マクドで思い出したけど、ポテト食べる?もうしなしななっとるけど。かばんのなか入っとるわ。ポテトって、冷めたほうがおいしない?さいしょのさくさくっとしてるときより、ちょっとほったらかしてしなしななったほうが、あたしすきやねん。あの感じをだすために、わざとレンジでチンしたりするもん。しなしななったポテト、すぐ枯れる花みたいですきやわ。あんたはどこのポテトが好き?あたしはマクドがいちばん好き。ほかのとこのポテトはイモ感をすごいだしてくるやん、ふとくしたり、きれこみがあったり、ねじったり。あれはイモであってポテトではないねん。たとえばコーヒーと缶コーヒーあるやん、あれはまったくべつものやねん。そんなんふつうにかんがえて豆から挽いたコーヒーのほうがおいしいに決まってるやん、でもな、缶コーヒーには缶コーヒーのおいしさがあるねん。ハーゲンダッツもおいしいけど、ガリガリ君もおいしいやろ、タイミングによってはガリガリ君のほうがおいしいときもあるやん。ゴディバももらったらめっちゃうれしいし、しぬほどおいしいけど、コンビニのブロックチョコもしぬほどおいしいやん。そういうんをいっしょくたにかんがえて、くらべたりすんの、あたしめっちゃきらいやねん。

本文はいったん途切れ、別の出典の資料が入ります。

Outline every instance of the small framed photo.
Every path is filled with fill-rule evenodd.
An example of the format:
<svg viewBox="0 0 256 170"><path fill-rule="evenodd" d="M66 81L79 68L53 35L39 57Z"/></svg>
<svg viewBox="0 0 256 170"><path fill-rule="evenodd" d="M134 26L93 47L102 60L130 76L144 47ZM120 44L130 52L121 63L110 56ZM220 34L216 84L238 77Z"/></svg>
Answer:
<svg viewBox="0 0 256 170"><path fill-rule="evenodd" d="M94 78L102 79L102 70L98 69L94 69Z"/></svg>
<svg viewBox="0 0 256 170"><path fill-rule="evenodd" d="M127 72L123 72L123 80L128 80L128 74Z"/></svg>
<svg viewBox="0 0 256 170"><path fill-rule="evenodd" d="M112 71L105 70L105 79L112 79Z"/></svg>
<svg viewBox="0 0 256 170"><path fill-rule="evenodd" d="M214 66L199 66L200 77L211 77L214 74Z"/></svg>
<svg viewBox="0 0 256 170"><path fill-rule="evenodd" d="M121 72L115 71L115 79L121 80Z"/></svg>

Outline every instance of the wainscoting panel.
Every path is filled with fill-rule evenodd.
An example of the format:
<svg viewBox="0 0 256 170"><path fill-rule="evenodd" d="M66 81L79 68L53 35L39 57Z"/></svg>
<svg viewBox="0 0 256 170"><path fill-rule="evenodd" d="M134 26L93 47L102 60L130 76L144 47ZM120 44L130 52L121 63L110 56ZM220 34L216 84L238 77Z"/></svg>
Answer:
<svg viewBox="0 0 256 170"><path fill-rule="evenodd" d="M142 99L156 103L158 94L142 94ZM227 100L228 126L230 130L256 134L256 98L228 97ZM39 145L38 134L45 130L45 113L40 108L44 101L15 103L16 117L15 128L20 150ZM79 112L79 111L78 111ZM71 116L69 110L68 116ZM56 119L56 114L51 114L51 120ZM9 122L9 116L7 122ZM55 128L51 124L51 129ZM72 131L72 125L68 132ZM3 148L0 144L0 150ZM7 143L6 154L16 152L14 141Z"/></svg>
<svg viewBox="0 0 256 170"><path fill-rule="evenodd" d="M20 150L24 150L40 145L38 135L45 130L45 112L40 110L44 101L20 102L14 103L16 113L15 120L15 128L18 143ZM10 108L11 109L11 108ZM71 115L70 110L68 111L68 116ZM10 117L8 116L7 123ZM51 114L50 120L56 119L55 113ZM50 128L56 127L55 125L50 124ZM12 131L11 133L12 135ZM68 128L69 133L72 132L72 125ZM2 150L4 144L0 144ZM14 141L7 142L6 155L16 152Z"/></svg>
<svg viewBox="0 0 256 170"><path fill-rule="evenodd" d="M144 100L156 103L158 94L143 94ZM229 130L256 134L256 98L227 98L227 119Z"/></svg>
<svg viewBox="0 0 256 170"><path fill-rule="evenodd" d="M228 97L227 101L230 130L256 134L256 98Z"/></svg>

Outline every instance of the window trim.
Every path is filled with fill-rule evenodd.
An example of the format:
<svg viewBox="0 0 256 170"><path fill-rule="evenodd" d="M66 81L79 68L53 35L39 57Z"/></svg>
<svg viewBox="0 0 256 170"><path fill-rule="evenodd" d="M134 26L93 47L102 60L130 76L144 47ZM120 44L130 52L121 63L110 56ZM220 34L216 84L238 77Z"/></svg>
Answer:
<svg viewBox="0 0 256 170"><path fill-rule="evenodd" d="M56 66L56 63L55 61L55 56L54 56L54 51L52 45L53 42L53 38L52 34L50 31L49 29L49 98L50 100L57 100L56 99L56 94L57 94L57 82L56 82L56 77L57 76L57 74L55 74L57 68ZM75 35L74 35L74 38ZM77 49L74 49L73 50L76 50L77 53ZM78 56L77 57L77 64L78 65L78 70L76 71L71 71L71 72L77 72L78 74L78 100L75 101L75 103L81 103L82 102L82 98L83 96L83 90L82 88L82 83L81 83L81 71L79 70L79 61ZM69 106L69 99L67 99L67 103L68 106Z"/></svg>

あ、あいつら来よったな。あそこほら、光ってんの動いとるやろ、あれ、警備員のヘッドライトや。ほんまどこから情報入れてるんやろな。おもってたよりだいぶはやいわ。あいつらがここのちかくまで来たら、あたしもう行くからな。あとさあ、なんかいもきいてごめん、これ、二回目もやりかたおなじなん?ここのレバーみたいなんはずしたらええん?ほんでにぎるだけ?なんかひさしぶりやなあんたとこんなしゃべったん。あたししかしゃべってないけど。あんたがしゃべらんようになったんはあのときからやけど、あたしがようけしゃべるようになったんもあのときからや、あんたのぶんもしゃべっとんねんあたしは。あんたちっちゃいころ、前世の記憶あるいうてたやんか、おかあさんのおなかのなかにいたときのこともおぼえとるって。もし生まれ変わったら、またいまの記憶あるんかな、そんなんあたし、ぜったいいややわ。なんかいも、なんかいも、くりかえすとか、すべてのひとにうまれてきた意味があるとか、そういうのだいっきらいやねん。せやけどもし、あんたが生まれ変わって、いまの記憶があって、あたらしいとこでおねえちゃんのこと見つけたら、あんた、ずっとあたしのそばにおりよ。そのときあたしはトランペットかもしれへんけど、ずっと、ずっとあんたのそばにいるからな。

 

しぬんこわい?

あたしも、こわない。

 

 

死者48人、負傷者128人に及ぶ宗教法人『コスモス』の本部で起きた自爆テロ事件は、年に一度行われる祝祭の日に起きた。施設の大規模改修工事によって普段の大きな礼拝堂ではなく集会などに使用されていた比較的小さな会場で行われた今回の祝祭を狙ったこの事件は非常に多くの犠牲者の出した。同筋によると、橘京子容疑者(19)は約600人が集まっていたとされる会場に母親の名前を使用して参列、祝典の最中、突然歌を歌いながら纏っていた布を脱ぎ、自身の体に固定していた複数の爆発物を起動させ、犯行に及んだ。事件の前日『コスモス』の信者であった母親を自宅で殺害、母親の遺体は自宅から2キロほど離れた山中に遺棄されており、同現場には頭部に銃弾の痕跡がある橘京子容疑者の弟、橘一彦(14)の遺体があったことから、これら一連の事件が橘京子容疑者ひとりの犯行で間違いないとされている。また近隣住民が撮影した施設が暗闇の中煌々と燃える様子が真っ赤なバラに酷似していたことから、この事件は【ザ・ローズ】と呼ばれた。メディアが一切報じなかったにも関わらず、この事件はインターネット、SNSなどで拡散され、事件の際に役員のほとんどを失った『コスモス』は橘京子容疑者を神格化した新興宗教団体『薔薇』からの攻撃を受け続け衰退した。事件が起きた施設は『薔薇』が奪い取るような形で買い取ったが現在は使用されてはいない。随所に散りばめられた美しいバラのレリーフの色が殺された『コスモス』の信者の血で塗られていたなどの噂もあり、現在でも立ち入る者が後を絶たない。